I read a remarkable statistic in a New York Times opinion piece by Nicholas Kristof today. In 2013, 71 percent of black children in America were born to an unwed mother, as were 53 percent of Hispanic children and 36 percent of white children. A singe parent family is the new norm. At some point before they are 18 a majority of all American children will likely live with a single mom or dad.
Of course, children can do well in single parent families but the odds are against them. One household in which children do well are those in which they are being raised by same-sex couples. Most gay couples do not have unwanted children whom they neglect, Kristof notes.
Interesting, that when many Christians want to fight the battle for traditional family values there are fewer and fewer traditional families. If Christians emerged from their bubble wrapped churches more often they might have noticed. One way to deal with the changes in our culture is to cluck our tongues and shake our heads and say, well if they never took the prayer out of the public schools... Another way is to keep searching for ways to reach our culture with the love of Christ.

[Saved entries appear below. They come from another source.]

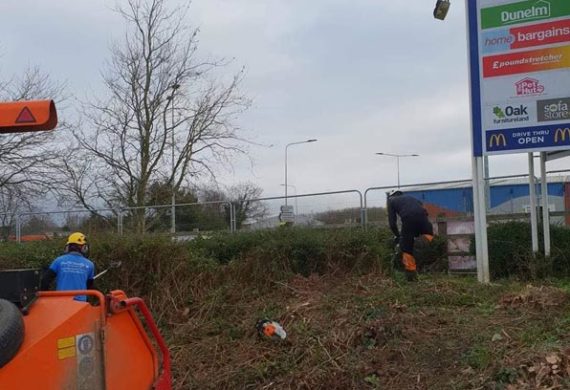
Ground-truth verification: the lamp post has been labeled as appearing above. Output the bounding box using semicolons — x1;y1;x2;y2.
285;139;317;205
375;152;419;188
170;83;180;234
433;0;451;20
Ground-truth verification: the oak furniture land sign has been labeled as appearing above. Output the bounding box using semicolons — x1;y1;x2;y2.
467;0;570;156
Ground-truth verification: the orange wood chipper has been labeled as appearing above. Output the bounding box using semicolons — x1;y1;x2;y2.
0;269;172;389
0;100;171;389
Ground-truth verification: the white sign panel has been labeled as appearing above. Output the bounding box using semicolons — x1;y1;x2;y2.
467;0;570;156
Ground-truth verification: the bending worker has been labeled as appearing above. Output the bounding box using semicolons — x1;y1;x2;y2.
40;232;95;301
387;190;434;281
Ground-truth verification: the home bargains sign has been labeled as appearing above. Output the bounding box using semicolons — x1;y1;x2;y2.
467;0;570;156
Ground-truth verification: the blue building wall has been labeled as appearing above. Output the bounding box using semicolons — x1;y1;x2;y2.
406;183;565;214
407;188;473;213
490;183;564;208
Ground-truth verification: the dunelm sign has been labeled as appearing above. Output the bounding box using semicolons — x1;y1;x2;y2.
502;3;550;24
481;0;570;30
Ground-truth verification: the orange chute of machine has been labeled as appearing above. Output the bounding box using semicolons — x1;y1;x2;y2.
0;289;172;390
0;100;58;133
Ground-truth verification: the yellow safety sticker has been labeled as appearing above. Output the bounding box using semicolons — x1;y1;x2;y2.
57;336;76;349
58;346;76;360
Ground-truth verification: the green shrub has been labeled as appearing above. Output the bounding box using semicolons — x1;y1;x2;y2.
487;222;534;279
0;227;448;285
0;240;61;269
190;230;269;264
193;227;393;279
550;226;570;276
484;221;570;279
0;228;396;296
415;234;448;272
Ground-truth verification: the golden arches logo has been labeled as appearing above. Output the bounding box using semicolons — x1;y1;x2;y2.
488;133;507;148
554;128;570;143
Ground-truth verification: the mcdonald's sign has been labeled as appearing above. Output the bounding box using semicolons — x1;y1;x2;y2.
0;100;57;134
554;128;570;143
488;133;507;148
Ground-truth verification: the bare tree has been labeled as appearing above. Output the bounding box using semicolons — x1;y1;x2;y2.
0;67;67;219
227;182;267;228
0;187;31;240
200;182;266;229
55;0;249;232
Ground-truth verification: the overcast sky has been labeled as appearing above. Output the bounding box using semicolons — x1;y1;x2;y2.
1;0;568;208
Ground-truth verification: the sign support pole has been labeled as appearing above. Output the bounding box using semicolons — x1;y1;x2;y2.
477;157;490;283
472;156;483;282
540;152;551;256
466;0;489;284
472;156;490;283
528;153;539;254
484;155;490;211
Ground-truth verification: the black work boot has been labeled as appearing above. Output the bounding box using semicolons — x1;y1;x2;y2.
405;270;418;282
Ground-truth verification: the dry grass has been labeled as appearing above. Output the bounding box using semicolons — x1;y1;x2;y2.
125;261;570;389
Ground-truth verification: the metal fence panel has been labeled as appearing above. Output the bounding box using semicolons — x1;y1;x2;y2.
235;190;364;231
4;173;569;246
16;209;119;242
121;201;232;236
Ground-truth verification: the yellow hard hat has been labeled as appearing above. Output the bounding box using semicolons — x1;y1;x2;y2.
66;232;87;246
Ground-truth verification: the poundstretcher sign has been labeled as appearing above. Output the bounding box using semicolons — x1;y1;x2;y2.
467;0;570;155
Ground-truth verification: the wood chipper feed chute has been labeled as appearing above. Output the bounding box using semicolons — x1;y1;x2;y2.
0;289;172;390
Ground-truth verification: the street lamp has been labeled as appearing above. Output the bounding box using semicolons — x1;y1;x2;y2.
375;152;419;188
433;0;451;20
280;184;298;215
169;83;180;234
285;139;317;206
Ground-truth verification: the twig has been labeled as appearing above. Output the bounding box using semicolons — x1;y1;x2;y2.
272;280;302;294
316;337;343;371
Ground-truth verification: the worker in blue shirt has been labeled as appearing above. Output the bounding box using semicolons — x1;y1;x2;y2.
40;232;95;301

First we have to love our culture and the people who make it up. As surveys show this isn't happening. Most of the unchurched perceive the church as uncaring and judgmental toward non-traditional Christian lifestyles. We are in our bubble wrap and whats happening outside is because they are outside and not in the church with us.
One of the popular readings of the parable of the prodigal son is the one where the prodigal "comes to his senses" in a far off country and makes his way back to his father. In this reading, the prodigal realized his sins and repented and returned to his father hoping for the best. In the end his repentance is rewarded and he rejoins the family. God does what you expect - he responds with forgiveness to our repentance. That's what we call grace. Except it is not. Grace does not respond to what we do. Grace is in place before we do anything. God loves us first. Our response is always second.

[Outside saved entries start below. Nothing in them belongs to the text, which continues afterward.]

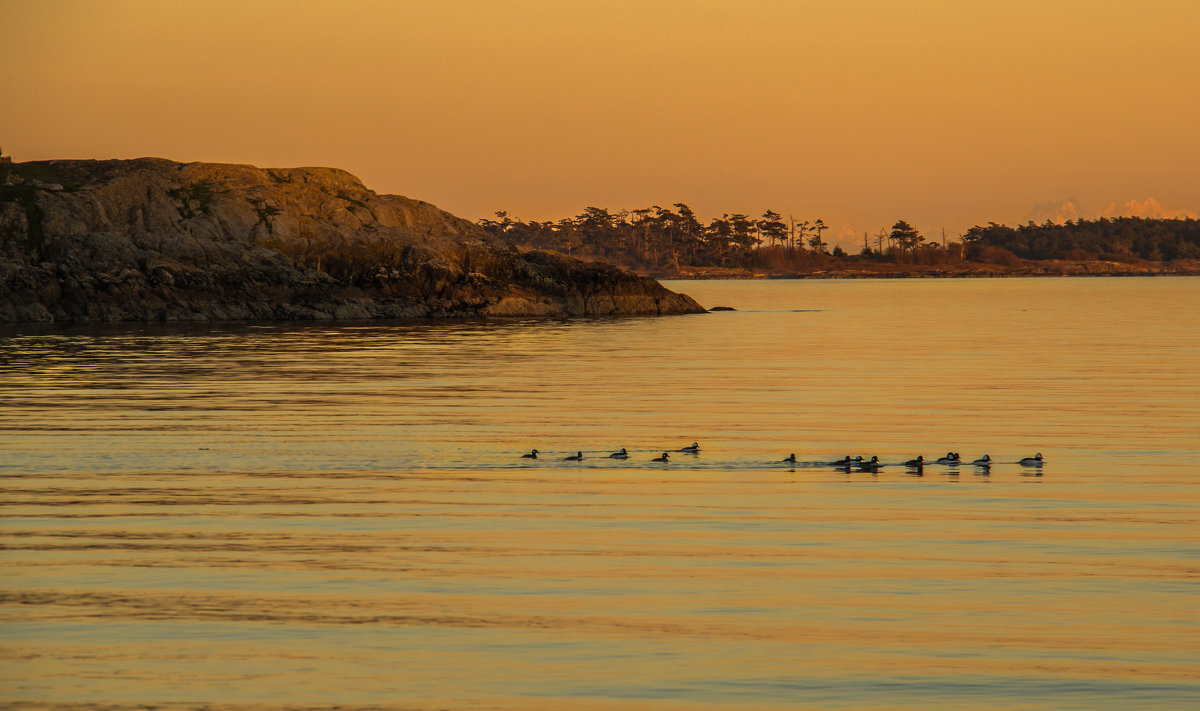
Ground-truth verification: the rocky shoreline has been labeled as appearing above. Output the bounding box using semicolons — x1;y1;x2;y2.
0;158;705;323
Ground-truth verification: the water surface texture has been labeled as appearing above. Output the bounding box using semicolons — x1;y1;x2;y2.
3;278;1199;709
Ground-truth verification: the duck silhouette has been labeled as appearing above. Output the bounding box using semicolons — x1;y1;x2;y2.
859;456;883;472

Kenneth Bailey in his studies of the gospels from a Middle Eastern point of view understands the parable of the prodigal in a different way. The Middle Eastern idiom for "coming to one's senses" means something more like he comes up with a plan. Plan A has failed. He lost his inheritance and is penniless. Plan B is to find some work in the far country. When that fails he comes up with Plan C which is to go back home and work for his father. He does not expect to be greeted warmly by his father. He has insulted his father and offended his community. He knows he faces a rough homecoming. His community will probably ostracize him and may even shun him. His father does the unexpected, gathering his robe and running to welcome his son when he was still far off. No one in the community would have expected to see what the father did. That is grace. That is God's love in action.
In the story we call the Good Samaritan, Jesus was answering the question, who is the neighbor we are called to love. Jesus made the hated Samaritan the hero of the story. He was showing us to love our neighbors, with no exceptions. That is grace. Love comes first.